Eu olhava pela janela, o céu era cinza, e a cada minuto, ele escurecia mais e mais. Até que caiu a noite, vênus sempre me observava, tranquilo, fui dormir.
Acordei, com o despertador me atormentando, corri igual louco para o ponto de ônibus. As coisas eram tão programadas naquela época, do que jeito que eu realmente gostava.
Meus horários todos organizados, meus órgãos em total funcionamento, todos movimentos calculados, horas de sono, horas de estudo, meias, camisetas, pães e manteigas, sentimentos e pensamentos.
Eu ficava preso no meu mundo, algo misto entre poesia, música, leitura, séries e organização. Eu podia me considerar o senhor do tempo, afinal, sempre que chovia, eu tinha um guarda-chuva.
Você me apareceu de um jeito estranho. Era tão expansiva que me dava medo. Você era fotógrafa, e um dia nos esbarramos na rua.
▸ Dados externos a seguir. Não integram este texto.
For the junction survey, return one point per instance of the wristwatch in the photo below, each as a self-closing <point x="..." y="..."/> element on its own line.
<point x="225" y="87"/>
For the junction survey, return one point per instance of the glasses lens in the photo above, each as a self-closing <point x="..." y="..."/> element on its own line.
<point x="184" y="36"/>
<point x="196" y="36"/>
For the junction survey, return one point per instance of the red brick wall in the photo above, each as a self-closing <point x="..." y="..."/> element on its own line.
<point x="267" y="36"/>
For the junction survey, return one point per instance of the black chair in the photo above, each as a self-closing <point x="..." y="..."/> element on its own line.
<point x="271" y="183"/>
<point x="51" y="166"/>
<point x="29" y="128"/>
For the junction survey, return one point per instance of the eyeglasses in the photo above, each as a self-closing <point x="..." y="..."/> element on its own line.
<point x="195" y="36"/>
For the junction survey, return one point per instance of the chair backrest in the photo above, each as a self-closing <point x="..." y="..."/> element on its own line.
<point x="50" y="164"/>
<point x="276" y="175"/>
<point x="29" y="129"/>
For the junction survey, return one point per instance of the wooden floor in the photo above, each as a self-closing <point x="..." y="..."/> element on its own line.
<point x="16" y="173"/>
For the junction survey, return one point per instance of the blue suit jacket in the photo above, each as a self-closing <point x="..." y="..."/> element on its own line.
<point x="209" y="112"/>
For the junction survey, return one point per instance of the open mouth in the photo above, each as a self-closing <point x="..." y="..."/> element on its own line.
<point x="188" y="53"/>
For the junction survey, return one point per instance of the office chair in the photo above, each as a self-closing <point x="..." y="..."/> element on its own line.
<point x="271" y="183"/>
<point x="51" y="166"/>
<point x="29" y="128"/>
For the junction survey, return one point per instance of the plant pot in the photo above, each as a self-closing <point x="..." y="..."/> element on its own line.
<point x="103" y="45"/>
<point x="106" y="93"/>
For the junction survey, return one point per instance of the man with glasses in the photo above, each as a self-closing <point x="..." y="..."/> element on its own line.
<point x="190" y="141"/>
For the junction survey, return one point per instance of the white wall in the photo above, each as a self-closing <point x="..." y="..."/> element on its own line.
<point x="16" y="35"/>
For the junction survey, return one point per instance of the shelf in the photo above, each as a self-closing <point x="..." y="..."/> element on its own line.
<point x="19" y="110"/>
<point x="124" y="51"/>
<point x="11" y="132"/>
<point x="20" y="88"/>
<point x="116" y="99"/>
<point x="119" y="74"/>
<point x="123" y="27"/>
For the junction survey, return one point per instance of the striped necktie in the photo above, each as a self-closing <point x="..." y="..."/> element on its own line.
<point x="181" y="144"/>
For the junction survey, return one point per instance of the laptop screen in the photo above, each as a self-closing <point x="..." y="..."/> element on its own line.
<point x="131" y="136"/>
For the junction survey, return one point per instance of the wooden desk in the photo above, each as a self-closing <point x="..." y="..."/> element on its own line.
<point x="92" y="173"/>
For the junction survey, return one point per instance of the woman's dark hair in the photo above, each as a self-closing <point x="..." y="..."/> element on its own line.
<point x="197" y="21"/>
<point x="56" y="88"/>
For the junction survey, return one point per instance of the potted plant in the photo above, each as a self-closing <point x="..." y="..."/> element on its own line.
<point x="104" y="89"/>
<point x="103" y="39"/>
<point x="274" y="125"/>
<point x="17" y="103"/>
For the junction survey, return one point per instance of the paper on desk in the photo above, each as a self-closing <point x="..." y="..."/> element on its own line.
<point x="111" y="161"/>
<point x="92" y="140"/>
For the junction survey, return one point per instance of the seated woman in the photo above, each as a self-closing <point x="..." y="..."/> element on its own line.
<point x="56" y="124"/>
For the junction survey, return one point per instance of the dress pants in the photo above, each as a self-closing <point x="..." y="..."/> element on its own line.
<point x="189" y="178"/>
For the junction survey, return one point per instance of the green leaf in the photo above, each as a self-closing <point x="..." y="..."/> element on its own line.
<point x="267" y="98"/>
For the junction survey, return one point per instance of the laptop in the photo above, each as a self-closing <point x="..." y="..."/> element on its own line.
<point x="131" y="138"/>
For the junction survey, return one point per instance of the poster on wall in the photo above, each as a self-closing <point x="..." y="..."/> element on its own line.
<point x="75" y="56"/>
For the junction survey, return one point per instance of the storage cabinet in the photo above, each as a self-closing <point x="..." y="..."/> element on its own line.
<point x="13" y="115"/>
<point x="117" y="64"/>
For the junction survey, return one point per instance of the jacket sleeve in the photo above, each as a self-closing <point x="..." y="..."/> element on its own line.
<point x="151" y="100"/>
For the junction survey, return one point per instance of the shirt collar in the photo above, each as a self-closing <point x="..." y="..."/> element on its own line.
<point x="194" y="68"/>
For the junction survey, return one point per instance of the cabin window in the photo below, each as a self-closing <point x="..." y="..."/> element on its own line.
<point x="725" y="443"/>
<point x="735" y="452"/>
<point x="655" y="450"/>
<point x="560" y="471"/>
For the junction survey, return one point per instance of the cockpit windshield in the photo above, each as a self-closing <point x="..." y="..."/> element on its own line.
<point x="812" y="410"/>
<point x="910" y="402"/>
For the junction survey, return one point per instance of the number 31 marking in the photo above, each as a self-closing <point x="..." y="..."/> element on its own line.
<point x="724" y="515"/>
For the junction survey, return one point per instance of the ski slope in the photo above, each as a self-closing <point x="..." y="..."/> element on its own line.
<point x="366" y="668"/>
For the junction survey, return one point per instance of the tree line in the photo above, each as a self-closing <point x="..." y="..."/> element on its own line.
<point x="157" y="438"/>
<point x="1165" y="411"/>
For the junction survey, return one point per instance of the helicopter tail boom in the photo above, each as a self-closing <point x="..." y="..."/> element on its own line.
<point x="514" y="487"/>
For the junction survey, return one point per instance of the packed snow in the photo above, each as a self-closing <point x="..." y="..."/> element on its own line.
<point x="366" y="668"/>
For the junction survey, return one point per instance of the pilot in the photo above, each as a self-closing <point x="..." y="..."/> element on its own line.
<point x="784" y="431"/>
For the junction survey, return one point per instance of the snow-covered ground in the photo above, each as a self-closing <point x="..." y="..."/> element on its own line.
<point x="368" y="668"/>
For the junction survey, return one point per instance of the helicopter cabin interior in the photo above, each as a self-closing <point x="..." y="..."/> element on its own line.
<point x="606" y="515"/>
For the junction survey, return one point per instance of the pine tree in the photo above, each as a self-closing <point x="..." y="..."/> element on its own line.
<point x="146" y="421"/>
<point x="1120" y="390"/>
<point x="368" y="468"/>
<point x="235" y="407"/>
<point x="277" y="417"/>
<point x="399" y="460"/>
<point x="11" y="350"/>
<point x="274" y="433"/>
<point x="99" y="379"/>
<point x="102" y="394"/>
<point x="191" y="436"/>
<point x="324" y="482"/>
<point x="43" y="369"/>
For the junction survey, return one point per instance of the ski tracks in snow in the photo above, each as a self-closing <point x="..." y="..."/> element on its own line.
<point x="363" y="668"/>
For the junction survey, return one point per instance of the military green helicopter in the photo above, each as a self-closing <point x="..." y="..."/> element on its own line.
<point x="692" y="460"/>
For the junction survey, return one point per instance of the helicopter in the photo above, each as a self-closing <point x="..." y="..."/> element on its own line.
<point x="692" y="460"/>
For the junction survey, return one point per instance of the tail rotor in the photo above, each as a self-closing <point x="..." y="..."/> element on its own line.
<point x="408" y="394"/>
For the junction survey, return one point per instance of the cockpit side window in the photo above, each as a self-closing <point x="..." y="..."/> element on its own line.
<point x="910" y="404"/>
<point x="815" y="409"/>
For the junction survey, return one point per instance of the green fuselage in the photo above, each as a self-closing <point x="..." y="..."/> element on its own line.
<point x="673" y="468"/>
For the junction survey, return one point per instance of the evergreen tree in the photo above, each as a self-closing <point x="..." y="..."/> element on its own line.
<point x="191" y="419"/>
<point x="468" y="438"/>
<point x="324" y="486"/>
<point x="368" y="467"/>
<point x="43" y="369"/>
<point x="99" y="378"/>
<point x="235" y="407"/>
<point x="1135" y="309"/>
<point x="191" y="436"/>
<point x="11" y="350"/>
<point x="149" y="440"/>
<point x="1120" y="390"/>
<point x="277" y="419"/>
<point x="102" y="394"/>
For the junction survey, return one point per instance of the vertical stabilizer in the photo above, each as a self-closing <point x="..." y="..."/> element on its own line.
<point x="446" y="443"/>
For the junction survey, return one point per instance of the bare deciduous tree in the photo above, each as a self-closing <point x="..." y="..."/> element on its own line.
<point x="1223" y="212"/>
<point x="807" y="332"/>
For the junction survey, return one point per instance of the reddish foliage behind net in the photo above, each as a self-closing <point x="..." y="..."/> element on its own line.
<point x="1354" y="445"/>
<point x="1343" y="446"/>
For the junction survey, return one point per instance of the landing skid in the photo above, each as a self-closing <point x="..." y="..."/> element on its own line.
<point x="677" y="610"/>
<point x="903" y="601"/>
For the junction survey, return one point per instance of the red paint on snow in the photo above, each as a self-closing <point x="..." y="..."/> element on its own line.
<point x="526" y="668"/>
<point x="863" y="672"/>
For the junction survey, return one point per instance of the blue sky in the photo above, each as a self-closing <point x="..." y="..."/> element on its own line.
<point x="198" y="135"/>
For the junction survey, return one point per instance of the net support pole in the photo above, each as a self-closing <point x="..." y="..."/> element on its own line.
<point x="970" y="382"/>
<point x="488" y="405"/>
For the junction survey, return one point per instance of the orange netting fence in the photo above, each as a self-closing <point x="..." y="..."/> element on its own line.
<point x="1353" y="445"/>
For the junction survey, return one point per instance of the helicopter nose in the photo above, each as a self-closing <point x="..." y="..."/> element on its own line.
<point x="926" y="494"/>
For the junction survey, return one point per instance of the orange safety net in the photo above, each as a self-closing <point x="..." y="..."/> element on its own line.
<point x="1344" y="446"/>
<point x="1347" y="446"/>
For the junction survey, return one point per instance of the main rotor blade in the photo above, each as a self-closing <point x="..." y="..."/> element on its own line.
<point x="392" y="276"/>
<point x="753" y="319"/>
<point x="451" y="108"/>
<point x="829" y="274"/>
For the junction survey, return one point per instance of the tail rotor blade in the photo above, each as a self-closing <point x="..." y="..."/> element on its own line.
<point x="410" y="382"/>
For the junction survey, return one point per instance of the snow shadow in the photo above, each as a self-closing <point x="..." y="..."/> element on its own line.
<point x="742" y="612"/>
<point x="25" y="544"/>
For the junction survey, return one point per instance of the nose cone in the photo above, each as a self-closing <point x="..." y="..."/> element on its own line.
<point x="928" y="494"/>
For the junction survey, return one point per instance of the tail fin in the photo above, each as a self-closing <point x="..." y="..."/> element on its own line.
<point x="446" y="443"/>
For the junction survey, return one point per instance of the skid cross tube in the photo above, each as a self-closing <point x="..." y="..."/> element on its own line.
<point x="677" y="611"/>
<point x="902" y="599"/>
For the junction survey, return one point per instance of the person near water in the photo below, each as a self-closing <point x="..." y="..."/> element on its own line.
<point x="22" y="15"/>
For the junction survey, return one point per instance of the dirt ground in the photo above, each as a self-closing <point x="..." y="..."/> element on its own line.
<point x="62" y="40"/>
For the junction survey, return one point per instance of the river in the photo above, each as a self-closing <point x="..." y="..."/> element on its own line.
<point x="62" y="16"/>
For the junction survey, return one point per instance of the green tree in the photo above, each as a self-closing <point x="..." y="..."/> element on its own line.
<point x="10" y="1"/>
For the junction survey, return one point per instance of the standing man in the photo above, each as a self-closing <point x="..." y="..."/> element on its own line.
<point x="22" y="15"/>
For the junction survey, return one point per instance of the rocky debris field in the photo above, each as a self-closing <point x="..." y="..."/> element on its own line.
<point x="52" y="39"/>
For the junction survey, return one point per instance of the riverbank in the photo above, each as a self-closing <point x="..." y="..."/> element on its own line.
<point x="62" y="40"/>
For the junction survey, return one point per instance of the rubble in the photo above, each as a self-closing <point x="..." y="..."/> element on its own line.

Quase que literalmente, você amava alegrar o mundo, então captava a tristeza das pessoas na rua com sua câmera, e depois trombada de propósito nelas, para que pelo menos ficassem com raiva e não tristes. O que você não sabia era que eu não estava triste, era só que eu nunca tive mesmo muitos sentimentos. Indiferente.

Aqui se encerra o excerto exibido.